Abstract
The critical strategy leading to the success of endocrine therapy in metastatic breast cancer is ex tended duration of treatment. Here, we report a case with late-stage metastatic breast cancer who dramatically responded to high-dose estrogen treatment with a long-term stable disease. A 52-year-old female with metastatic breast cancer was referred to our hospital. She had already received several courses of systemic therapy: LH-RH agonist and tamoxifen and docetaxel. At first visit to us, she had a multiple liver tumor and an irregular mass in the left breast. We started endocrine therapy of LH-RH agonist and anastrozole with a stable disease for 12 months. After the disease progression, LH-RH agonist and letrozole, TS-1, vinorelubine, and nab-paclitaxel were administered. Further, she received the exemestane therapy as the fifth line, but the disease progressed after 4 months. We then started ethinylestradiol (EE2) therapy. Two months later, the tumor in liver rapidly decreased from 15.8 to 10.6 cm, of which the tumor shrinkage rate was 33 %. Subsequently, the patient had stable disease for 12 months. After 14-month EE2 therapy, the patient had a regrowth of the liver tumors, and was then treated with letrozole again. This therapy had continued for 5 months. Estrogen therapy is beneficial for postmenopausal patients with heavily pre-treated who could have acquired resistance to aromatase inhibitor.
Keywords: Metastatic breast cancer, Ethinylestradiol therapy, Endocrine therapy
Introduction
Metastatic breast cancer (MBC) is an incurable disease for which the goal of treatment is to achieve prolonged disease stabilization while maintaining quality of life. A number of endocrine therapy for estrogen receptor (ER)-positive breast cancer in a metastatic setting have been developed so far, including luteinizing hormone-releasing hormone (LHRH) agonists, selective estrogen receptor modulator (SERM), selective estrogen receptor downregulator (SERD), aromatase inhibitor (AI), and additive sex-hormone treatment such as androgen, progesterone, and estrogen.
In postmenopausal metastatic breast cancer, several phase-III trials showed that AIs were superior to tamoxifen (TAM) in time to progression as a first-line endocrine therapy [1, 2]. If the cancer re-progresses without life-threatening visceral disease, we can recommend the subsequent endocrine therapy with a different mechanism of action to the prior therapy.

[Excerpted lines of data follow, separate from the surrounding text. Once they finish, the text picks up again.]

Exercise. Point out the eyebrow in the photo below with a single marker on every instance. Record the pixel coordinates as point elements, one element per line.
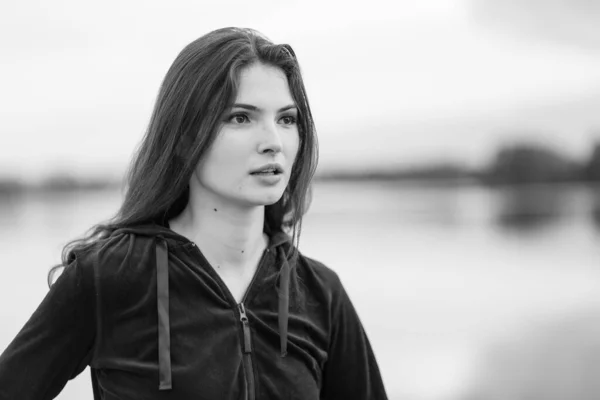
<point>254,108</point>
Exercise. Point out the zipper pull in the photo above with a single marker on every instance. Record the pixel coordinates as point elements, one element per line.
<point>246,328</point>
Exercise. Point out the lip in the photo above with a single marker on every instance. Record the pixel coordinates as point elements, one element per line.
<point>277,167</point>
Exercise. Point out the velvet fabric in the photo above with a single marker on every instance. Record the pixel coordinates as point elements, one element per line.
<point>145,310</point>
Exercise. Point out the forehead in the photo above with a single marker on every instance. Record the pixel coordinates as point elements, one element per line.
<point>264,86</point>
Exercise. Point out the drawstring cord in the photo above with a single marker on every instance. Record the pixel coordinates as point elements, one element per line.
<point>284,301</point>
<point>164,333</point>
<point>162,292</point>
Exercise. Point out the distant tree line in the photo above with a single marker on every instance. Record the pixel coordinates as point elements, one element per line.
<point>515,163</point>
<point>534,163</point>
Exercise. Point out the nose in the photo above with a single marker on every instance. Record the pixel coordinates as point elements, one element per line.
<point>270,140</point>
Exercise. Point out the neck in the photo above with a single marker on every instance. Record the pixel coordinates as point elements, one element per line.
<point>229,236</point>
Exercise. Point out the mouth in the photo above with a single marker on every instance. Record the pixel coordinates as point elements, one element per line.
<point>270,169</point>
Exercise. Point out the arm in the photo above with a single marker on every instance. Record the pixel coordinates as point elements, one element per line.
<point>55,344</point>
<point>351,371</point>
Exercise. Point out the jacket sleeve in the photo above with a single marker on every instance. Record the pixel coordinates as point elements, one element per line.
<point>351,371</point>
<point>55,344</point>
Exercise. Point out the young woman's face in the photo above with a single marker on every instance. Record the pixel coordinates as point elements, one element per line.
<point>259,133</point>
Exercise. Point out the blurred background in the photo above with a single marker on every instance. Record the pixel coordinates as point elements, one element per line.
<point>458,190</point>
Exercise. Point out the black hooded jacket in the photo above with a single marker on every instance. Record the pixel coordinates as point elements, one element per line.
<point>153,320</point>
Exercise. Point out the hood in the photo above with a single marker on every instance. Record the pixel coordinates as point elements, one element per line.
<point>162,235</point>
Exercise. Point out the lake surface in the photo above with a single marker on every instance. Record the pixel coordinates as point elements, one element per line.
<point>454,284</point>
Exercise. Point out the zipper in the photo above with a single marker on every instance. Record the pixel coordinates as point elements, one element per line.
<point>247,351</point>
<point>247,344</point>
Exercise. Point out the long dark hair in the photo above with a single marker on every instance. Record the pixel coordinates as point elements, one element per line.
<point>199,87</point>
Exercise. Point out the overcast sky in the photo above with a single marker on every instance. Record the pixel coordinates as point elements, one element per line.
<point>390,82</point>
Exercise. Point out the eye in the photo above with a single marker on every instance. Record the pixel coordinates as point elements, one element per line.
<point>238,118</point>
<point>288,120</point>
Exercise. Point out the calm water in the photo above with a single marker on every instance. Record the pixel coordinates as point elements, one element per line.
<point>464,292</point>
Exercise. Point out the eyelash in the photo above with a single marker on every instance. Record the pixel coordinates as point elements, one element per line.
<point>294,120</point>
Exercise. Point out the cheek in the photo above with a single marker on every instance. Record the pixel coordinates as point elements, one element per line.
<point>292,145</point>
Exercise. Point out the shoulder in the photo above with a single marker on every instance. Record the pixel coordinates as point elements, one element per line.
<point>118,258</point>
<point>318,277</point>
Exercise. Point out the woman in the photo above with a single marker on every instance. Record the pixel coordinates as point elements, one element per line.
<point>195,290</point>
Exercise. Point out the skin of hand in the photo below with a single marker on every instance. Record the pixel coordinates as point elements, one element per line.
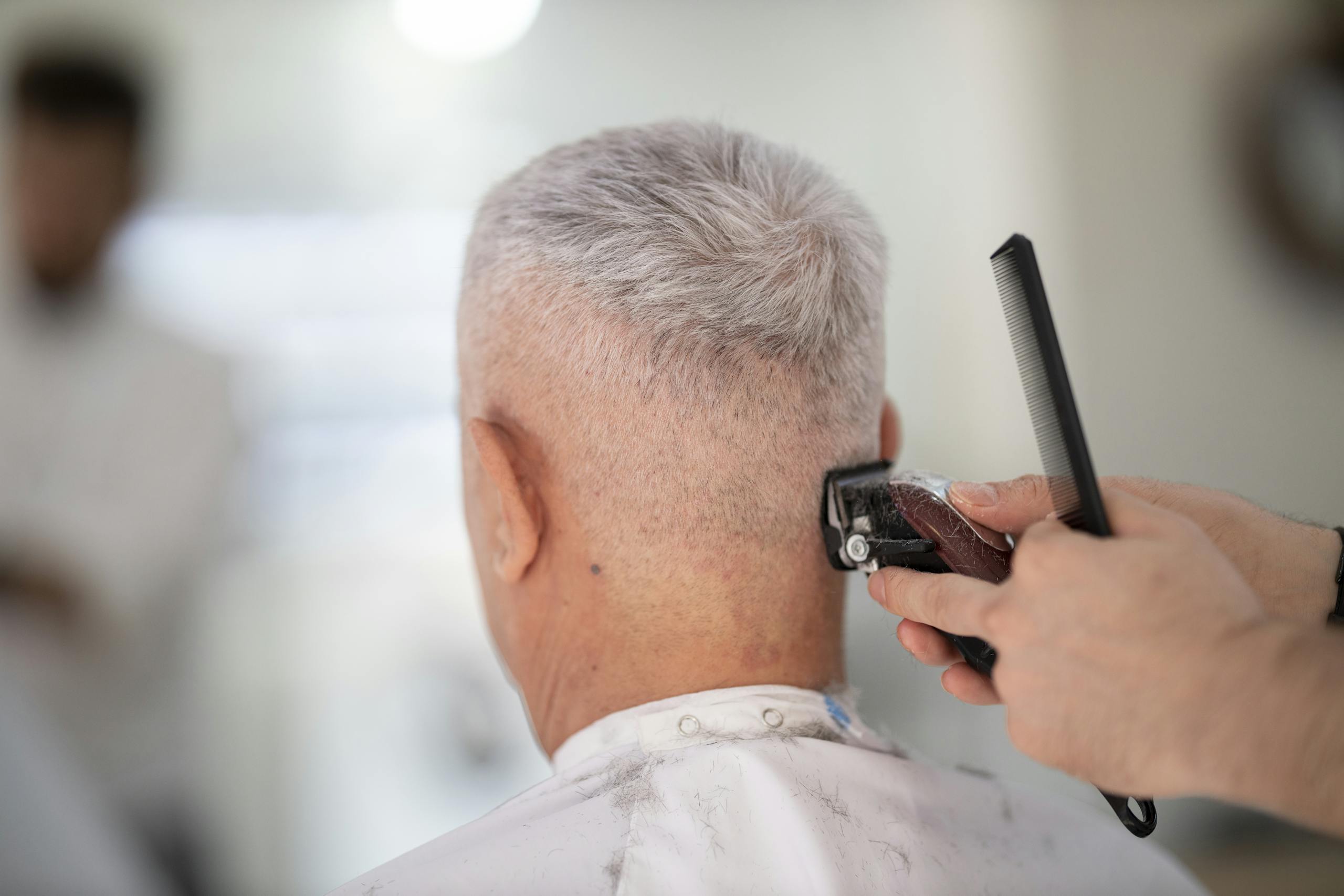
<point>1289,565</point>
<point>1144,662</point>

Several comparative trials of second-line or third-line endocrine therapy in cases refractory to AIs showed the efficacy of sequential use of endocrine therapy [3–5]. After third-line therapy, additive sex-hormone treatment especially for estrogen should be considered as one of the treatment options. Estrogen therapy using a high dose of diethylstilbestrol (DES) for advanced breast cancer was first reported in 1944 [6]. Although the paradoxical mechanism of action has not been completely elucidated, recent reports showed the efficacy of estrogen, DES, and ethinylestradiol (EE2) therapy [7, 8]. According to them, the clinical benefit rate (CBR) ranged from 29 to 56 %. Our prospective observational study also showed that EE2 therapy (3 mg/day) is beneficial for postmenopausal breast cancer patients with heavily pre-treated with endocrine therapies who are refractory to AIs [8]. Here, we describe a case with late-stage metastatic breast cancer who dramatically responded to high-dose estrogen treatment and had a long stable disease (SD).
Case report
A 52-year-old female with metastatic breast cancer was referred to our hospital. Ten years ago, she underwent breast-conserving surgery and axillary-lymph-node dissection with left breast cancer. A histopathological examination of the tumor specimen at surgery revealed invasive ductal carcinoma, and positive for estrogen (ER) and progesterone receptor (PgR). Human epidermal growth factor receptor (HER2) status was not evaluated at this point. Pathological staging was T1N0M0 stage I. The patient had received no adjuvant systemic therapy. Four years and 7 months after surgery, she had a diagnosis of the metastatic liver tumor of the breast cancer. Until visiting our hospital, she had received several courses of systemic therapy: LH-RH agonist and tamoxifen (TAM) for 3 years, unknown cycles of docetaxel (75 mg/m2), LH-RH agonist and TAM for 8 months. Because of the disease progression, the patient was referred to our hospital.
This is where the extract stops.